Dinner: 6 oz char grilled flank steak (with spicy Mrs. Dash and olive oil), 8 char grilled asparagus spears, 16 steamed green beans, sauteed fresh garlic and olive oil red swiss chard, 2 strawberries, and a handful of blueberries.

Snack: 3 oz grilled chicken breast, 1 apple, 2 slices of grilled sweet potatoes.

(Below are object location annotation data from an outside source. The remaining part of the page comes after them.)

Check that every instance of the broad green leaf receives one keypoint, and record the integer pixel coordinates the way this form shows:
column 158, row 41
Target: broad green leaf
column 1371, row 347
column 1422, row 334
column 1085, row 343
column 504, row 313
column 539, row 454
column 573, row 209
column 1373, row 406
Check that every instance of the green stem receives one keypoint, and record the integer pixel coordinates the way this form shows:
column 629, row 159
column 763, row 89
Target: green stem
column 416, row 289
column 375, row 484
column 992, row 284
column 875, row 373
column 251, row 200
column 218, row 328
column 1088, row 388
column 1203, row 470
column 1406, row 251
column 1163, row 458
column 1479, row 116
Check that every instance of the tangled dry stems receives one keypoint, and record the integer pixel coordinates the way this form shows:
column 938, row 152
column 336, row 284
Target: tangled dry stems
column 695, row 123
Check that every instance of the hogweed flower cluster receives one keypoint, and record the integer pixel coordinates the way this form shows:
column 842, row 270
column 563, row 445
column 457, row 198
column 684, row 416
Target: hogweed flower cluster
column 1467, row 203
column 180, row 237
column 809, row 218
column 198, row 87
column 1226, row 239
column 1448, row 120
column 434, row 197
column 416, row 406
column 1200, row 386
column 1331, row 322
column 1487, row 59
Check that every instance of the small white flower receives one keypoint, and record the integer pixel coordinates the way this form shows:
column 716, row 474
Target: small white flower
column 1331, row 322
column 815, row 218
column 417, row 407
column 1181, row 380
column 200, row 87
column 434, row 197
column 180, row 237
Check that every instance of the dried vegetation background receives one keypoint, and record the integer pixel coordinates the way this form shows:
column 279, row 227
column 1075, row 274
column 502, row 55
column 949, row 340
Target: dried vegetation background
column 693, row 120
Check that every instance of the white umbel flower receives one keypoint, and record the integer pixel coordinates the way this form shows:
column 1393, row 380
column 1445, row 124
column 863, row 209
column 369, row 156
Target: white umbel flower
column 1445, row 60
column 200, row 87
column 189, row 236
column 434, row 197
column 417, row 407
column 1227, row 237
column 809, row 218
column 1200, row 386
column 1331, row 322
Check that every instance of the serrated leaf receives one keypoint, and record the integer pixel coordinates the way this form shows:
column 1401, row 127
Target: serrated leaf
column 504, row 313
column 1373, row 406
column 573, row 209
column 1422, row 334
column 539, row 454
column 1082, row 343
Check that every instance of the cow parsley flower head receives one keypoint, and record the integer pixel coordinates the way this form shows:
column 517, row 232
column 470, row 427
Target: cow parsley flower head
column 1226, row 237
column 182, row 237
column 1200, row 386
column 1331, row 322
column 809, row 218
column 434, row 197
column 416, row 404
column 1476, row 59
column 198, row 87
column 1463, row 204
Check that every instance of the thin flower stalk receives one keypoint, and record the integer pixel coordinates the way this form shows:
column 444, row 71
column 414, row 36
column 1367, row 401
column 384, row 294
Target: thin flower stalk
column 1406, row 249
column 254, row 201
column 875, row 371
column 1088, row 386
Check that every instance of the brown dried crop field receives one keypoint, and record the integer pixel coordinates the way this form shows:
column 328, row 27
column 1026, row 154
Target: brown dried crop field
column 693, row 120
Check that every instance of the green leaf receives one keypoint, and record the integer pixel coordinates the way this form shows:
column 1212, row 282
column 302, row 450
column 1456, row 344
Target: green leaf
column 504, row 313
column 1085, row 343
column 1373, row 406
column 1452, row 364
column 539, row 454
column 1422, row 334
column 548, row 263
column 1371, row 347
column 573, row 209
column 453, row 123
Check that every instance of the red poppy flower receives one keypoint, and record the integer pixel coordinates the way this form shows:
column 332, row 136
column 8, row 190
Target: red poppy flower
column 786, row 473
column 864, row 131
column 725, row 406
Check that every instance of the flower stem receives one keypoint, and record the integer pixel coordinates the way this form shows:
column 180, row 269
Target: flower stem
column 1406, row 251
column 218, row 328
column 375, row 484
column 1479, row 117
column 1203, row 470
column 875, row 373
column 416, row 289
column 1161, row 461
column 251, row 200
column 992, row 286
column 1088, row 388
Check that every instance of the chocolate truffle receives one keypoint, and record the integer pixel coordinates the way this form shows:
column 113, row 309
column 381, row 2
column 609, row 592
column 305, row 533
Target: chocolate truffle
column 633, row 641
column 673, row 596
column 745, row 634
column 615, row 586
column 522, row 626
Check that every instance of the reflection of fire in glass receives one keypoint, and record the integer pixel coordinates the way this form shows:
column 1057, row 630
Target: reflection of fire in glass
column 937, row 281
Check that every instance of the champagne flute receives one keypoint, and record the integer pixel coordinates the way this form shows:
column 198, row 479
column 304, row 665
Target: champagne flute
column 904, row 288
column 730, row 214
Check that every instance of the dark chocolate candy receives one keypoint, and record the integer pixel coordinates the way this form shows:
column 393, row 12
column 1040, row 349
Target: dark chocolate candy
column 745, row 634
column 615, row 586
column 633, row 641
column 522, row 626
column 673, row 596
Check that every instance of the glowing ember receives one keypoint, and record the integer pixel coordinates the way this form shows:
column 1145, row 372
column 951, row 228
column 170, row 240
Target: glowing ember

I've been hearing some negative feedback about the paleo diet. Frankly, I find it annoying but lets entertain the idea for a bit shall we? Fad diets are grouped together by people that think that it is a unhealthy choice of eating. Cabbage soup diet, grapefruit diet, HCG diet, sleeping beauty diet, air diet, five bite diet, ear stapling diet, tapeworm diet, baby food diet, and the cotton ball diet. All big no nos in my book. Restricting and starving yourself wont get you your long term goals or build muscle. Believe me, I know..instead it got me the skinny fat physique for the last couple of years. The paleo diet is defined by what you can not eat as much as it is what you can. No grains, potatoes, sugar, legumes, or dairy. What you can have is delicious fruits, coconut, vegetables, nuts, olive oil, wild fish, and grass fed protein. The cavemen didn't eat twinkies, ho hos, chips, or big macs (and yes I was guilty of this before as well)...why should we? Look at my shopping lists alone and you'll see all the nutrients and foods offered. Now google paleo diet (not the 30 day). There you go, there's even more. I'm not saying the paleo diet is all mighty, all other diets suck, and grains are horrible. Consuming specific grains in moderation can provide significant health benefits with very little downside. Sprouted grains (such as wheat grass) and cereal grasses as examples of good grains. And take barley as another example (when consumed presprouted, sprouted, or cereal grass forms, it's a monster of nutrition) high in beta-glucans and it's one of the lowest of all foods on the glycemic index. Will I eat jasmine rice ever again in the future? You bet your sweet ass I will. The paleo diet has taught me discipline and learning to enjoy foods with out having to smother it in sauce. I'm seeing the results I want, I have more energy, and I feel a hundred times better. I think the key is finding a healthy eating lifestyle that is still enjoyable and easy to maintain. Everyone is different, so find one that works for you and stop involving yourself in what other people are doing. Eat clean, work the body hard, and live well.